In 2011, a Cleveland police officer working at a convenience store used his gun as a blunt object, hitting an unarmed shoplifter in the head. In 2012, an off-duty officer asked a suspect for identification. When that suspect refused, the officer responded with a blow to the head, accidentally discharging his gun.
These are just two examples cited by the Justice Department while negotiating a new consent decree for the Cleveland Police department. While officers involved in such incidents might argue that they exercised impressive restraint – Hey! I didn’t shoot him! – the Justice Department was less than impressed.
"This is uniformly understood to be a dangerous practice that should never be permitted except in very unusual and exigent circumstances in which the use of deadly force is authorized; yet, it was a practice we saw CDP officers engaging in too frequently," reads a December DOJ report.
And now, it looks like the CDP’s Yosemite Sam days are over. As part of the new settlement, released on Tuesday, the department "will expressly provide that using a firearm as an impact weapon is never an authorized tactic."
The reforms are full of other useful gun safety tips, as well. For one, officers’ firearms should remain holstered unless there is a "reasonable belief that lethal force may become necessary," rather than being flashed around as a symbol of power and manhood any time a kid slips a Clark bar into his pocket.
The reforms also suggest that officers “consider their surroundings before discharging their firearms.” Excellent advice for anyone tempted to fire indiscriminately into a crowd of innocent bystanders.
Officers will also be penalized for shooting "a firearm from or at a moving vehicle, unless use of lethal force is justified." It may be easy to forget, in the heat of the moment, that cars are not, in fact, autonomous, cop-killing robots. Moving vehicles typically have people inside, and if a police officer should refrain from using lethal force against an unarmed suspect fleeing on foot, he should also avoid killing a suspect fleeing in a car.
Advice which could have saved the lives of Timothy Russell and Malissa Williams. The couple was gunned down after police mistook car backfire for gunshots. After a 22-mile car chase, Brelo jumped onto the hood of the suspects’ car and fired 15 shots through the windshield, killing both Russell and Williams.
On Saturday, Brelo was acquitted of manslaughter, a decision which inspired protests in the city, making the new consent decree particularly timely. Those hoping for police accountability are still awaiting a decision in the case of two other officers involved in the deaths of unarmed suspects.
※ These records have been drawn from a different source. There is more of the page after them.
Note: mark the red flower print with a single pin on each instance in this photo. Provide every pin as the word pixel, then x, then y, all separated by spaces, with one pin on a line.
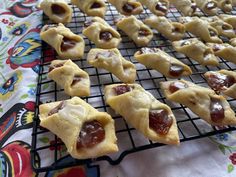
pixel 30 106
pixel 53 143
pixel 5 21
pixel 73 172
pixel 11 24
pixel 232 157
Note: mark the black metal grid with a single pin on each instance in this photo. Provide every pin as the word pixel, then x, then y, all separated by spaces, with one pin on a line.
pixel 189 125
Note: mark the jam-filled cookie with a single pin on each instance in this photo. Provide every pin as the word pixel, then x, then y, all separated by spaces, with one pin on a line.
pixel 67 44
pixel 196 50
pixel 225 5
pixel 186 7
pixel 222 81
pixel 57 10
pixel 140 33
pixel 204 102
pixel 233 42
pixel 157 7
pixel 101 33
pixel 112 60
pixel 162 62
pixel 225 51
pixel 230 19
pixel 144 112
pixel 91 7
pixel 234 2
pixel 86 132
pixel 209 7
pixel 201 28
pixel 127 7
pixel 171 30
pixel 223 28
pixel 69 76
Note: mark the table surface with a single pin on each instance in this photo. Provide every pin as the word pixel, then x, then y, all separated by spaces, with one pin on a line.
pixel 20 53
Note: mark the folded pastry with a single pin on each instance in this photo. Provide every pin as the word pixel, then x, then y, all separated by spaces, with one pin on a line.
pixel 207 6
pixel 140 33
pixel 230 19
pixel 67 44
pixel 101 33
pixel 86 132
pixel 233 42
pixel 196 50
pixel 152 118
pixel 159 60
pixel 157 7
pixel 223 28
pixel 201 28
pixel 127 7
pixel 225 5
pixel 171 30
pixel 57 10
pixel 186 7
pixel 204 102
pixel 112 60
pixel 69 76
pixel 91 7
pixel 224 51
pixel 222 81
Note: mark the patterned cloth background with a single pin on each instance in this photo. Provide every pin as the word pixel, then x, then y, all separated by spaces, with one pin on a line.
pixel 20 49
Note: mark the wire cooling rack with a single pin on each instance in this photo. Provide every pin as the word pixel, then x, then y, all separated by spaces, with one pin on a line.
pixel 129 140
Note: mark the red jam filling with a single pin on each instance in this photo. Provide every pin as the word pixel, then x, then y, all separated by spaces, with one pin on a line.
pixel 121 89
pixel 212 33
pixel 91 134
pixel 161 6
pixel 57 108
pixel 175 86
pixel 143 32
pixel 219 82
pixel 56 9
pixel 211 5
pixel 106 36
pixel 183 43
pixel 76 79
pixel 95 5
pixel 146 50
pixel 55 66
pixel 67 44
pixel 216 110
pixel 176 70
pixel 160 121
pixel 226 27
pixel 128 8
pixel 194 7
Twelve-year-old Tamir Rice was shot and killed last November while playing with a toy gun, and 37-year-old Tanisha Anderson, a mentally ill woman, was suffocated while being detained.
An independent monitor approved by the court will oversee the CPD’s compliance with the new regulations, which also includes modernization of computer technology, a new system of investigating misconduct allegations, and new training in dealing with the mentally ill and avoiding racial stereotyping.
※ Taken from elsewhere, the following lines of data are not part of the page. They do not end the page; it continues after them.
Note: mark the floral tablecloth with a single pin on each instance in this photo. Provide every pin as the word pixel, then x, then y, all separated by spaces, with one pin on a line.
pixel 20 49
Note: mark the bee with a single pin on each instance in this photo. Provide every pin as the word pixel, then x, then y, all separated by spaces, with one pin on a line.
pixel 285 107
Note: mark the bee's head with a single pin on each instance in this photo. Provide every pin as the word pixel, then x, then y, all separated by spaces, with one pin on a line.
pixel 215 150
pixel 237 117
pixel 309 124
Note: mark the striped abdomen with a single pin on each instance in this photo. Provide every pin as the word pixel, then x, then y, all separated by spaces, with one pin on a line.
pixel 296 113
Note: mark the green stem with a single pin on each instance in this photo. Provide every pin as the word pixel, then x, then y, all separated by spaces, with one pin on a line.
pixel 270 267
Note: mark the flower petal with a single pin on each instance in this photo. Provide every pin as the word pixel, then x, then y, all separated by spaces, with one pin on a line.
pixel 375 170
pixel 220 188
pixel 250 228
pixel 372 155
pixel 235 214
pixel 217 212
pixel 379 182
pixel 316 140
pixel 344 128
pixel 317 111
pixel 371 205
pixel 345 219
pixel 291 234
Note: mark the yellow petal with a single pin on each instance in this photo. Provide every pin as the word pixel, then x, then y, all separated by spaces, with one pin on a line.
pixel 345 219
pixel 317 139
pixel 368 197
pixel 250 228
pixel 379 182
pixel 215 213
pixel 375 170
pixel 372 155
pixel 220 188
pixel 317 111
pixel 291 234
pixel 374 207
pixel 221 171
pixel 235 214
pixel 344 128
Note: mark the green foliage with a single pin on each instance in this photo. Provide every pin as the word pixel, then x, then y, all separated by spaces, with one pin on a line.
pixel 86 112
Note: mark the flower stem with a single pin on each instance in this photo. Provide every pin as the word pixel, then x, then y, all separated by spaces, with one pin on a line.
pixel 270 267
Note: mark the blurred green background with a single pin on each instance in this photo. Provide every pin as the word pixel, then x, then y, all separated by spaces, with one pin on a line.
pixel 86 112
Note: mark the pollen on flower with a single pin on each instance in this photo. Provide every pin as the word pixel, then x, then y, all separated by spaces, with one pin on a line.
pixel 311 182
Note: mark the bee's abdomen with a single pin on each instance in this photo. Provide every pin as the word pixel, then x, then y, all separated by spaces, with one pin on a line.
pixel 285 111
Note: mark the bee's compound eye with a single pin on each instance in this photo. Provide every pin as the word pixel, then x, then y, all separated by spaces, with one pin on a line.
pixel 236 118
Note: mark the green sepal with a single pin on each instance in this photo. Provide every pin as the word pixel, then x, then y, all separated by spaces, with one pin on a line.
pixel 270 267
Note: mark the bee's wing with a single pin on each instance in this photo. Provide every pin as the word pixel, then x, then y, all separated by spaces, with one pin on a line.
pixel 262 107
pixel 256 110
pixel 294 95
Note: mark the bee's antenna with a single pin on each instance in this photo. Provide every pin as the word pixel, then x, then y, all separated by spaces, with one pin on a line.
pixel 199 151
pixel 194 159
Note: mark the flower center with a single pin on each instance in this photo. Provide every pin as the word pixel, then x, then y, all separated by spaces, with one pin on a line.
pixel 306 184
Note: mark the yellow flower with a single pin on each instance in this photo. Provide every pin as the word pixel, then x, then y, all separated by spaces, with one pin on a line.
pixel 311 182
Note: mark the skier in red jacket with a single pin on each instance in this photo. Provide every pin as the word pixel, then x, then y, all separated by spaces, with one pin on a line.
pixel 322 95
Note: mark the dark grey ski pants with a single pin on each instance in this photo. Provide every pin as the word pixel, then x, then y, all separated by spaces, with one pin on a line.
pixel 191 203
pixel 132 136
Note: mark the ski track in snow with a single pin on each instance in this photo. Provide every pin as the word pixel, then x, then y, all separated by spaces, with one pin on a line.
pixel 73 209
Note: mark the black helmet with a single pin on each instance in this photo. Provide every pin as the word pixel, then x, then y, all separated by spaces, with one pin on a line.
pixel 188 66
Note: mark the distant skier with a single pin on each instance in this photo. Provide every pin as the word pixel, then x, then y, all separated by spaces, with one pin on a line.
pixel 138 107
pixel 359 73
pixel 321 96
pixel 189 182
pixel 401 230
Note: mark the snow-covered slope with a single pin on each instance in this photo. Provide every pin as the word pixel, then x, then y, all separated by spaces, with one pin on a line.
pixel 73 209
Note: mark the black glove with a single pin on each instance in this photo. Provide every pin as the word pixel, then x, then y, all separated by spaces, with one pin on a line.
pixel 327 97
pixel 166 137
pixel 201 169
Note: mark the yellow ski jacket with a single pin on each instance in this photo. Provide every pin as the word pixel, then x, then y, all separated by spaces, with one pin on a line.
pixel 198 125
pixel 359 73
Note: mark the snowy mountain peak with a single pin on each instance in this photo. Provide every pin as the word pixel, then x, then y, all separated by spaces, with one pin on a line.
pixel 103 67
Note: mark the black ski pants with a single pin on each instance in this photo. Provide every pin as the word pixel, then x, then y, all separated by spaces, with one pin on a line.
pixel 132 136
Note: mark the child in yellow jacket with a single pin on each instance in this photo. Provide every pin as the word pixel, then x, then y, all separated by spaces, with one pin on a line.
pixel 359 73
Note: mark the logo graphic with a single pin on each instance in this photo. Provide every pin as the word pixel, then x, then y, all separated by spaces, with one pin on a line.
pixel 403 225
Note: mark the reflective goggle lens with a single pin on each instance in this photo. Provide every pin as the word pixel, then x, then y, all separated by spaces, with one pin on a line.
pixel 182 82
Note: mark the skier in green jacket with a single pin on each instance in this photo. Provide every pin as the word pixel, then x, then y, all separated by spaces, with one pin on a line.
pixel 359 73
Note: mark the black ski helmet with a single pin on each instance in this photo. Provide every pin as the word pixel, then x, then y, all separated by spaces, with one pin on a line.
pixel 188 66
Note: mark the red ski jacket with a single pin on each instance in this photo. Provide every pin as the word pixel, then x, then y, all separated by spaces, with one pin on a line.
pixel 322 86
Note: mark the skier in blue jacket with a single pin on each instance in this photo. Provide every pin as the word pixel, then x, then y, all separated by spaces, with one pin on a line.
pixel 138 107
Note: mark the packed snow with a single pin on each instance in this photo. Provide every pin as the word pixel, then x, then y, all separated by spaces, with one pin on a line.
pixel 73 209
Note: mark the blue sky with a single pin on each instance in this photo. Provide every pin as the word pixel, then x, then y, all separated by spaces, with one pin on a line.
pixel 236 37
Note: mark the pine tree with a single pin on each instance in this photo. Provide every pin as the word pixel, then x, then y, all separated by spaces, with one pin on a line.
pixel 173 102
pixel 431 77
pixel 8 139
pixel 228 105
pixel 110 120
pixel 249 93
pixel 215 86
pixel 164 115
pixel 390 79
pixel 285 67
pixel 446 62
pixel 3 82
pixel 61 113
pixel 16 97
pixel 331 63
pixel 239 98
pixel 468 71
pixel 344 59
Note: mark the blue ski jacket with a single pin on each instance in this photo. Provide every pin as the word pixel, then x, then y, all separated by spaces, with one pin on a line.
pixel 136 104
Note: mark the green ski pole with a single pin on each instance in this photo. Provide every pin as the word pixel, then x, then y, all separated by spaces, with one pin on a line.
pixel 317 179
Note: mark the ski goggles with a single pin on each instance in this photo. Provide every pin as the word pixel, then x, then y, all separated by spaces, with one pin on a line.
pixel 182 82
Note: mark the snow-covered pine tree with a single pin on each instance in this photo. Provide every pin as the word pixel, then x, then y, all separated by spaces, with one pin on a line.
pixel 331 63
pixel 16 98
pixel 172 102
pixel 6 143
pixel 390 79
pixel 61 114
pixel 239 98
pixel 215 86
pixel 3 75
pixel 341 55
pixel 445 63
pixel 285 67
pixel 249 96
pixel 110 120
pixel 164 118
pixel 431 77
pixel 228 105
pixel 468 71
Several US cities have already enacted federal consent decrees which allow for independent oversight, including Seattle and New Orleans. But Cleveland Mayor Frank Jackson hopes his city’s example will spread even further.
"As we move forward, it is my strong belief that as other cities across this country address and look at their police issues in their communities, they will be able to say, 'Let’s look at Cleveland because Cleveland has done it right'."